I look back upon that little group of Americans with feelings
of unmixed pride.
Mr. White invited us to go with him that afternoon to see the tombs of
the kings at Charlottenburg; and when his gorgeous-liveried footman
came to announce his presence, the hotel proprietor and about forty of
his menials nearly crawled on their hands and knees before us, so
great is their deference to pomp and power.

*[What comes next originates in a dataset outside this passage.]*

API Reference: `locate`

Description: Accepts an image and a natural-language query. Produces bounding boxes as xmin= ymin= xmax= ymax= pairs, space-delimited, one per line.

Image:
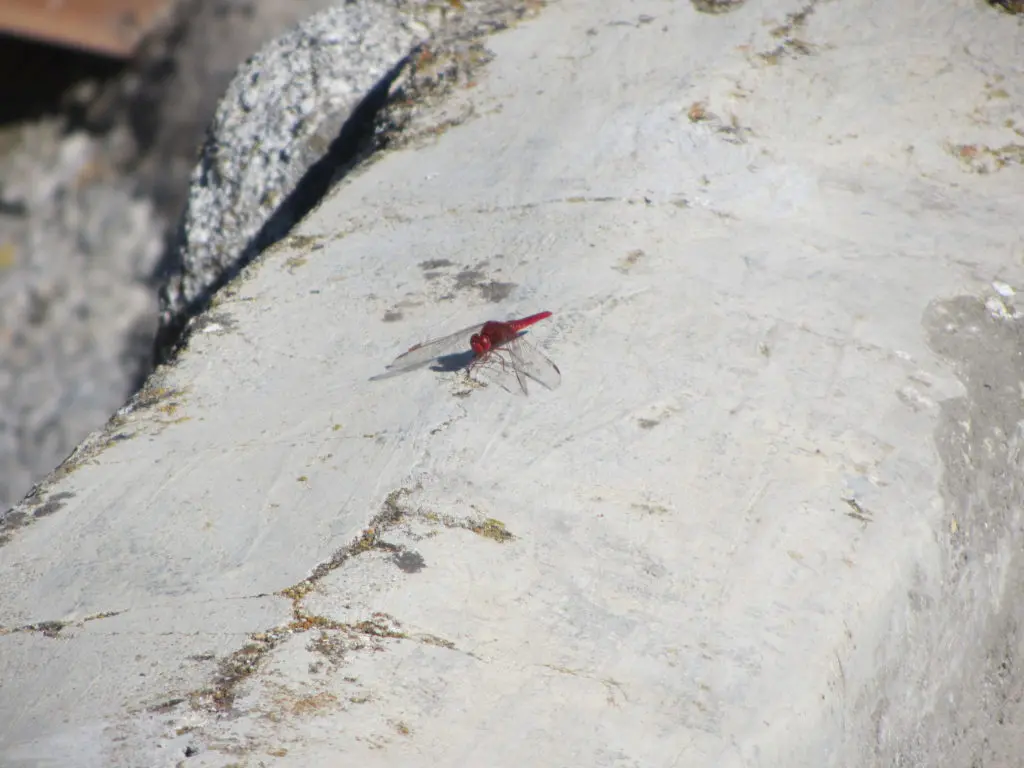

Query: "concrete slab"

xmin=0 ymin=0 xmax=1024 ymax=768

I wish to associate Berlin with this beautiful mausoleum. It is
circular in shape, and the light falls from above through lovely
colored-glass windows upon those recumbent marble statues. The
dignity, the still, solemn beauty of those pale figures lying there in
their eternal repose, fill the soul with a sense of the great majesty
of death.
When we got back to the hotel we found that the same good fortune
which had attended us so far had ordained that the American mail
should arrive that day, and behold! there were all our Christmas
letters timed as accurately as if they had only gone from Chicago to
New York.
Christmas letters! How they go to the heart when one is five thousand
miles away! How we tore up to our rooms, and oh! how long it seemed to
get the doors unlocked and the electric light turned up, and to plant
ourselves in the middle of the bed to read and laugh and cry and
interrupt each other, and to read out paragraphs of Billy's funny
baby-talk!
While we were still discussing them, the proprietor came up to
announce to us that there was to be a Christmas Eve entertainment in
the main dining-room that evening, and would the American ladies do
him the honor to come down? The American ladies would.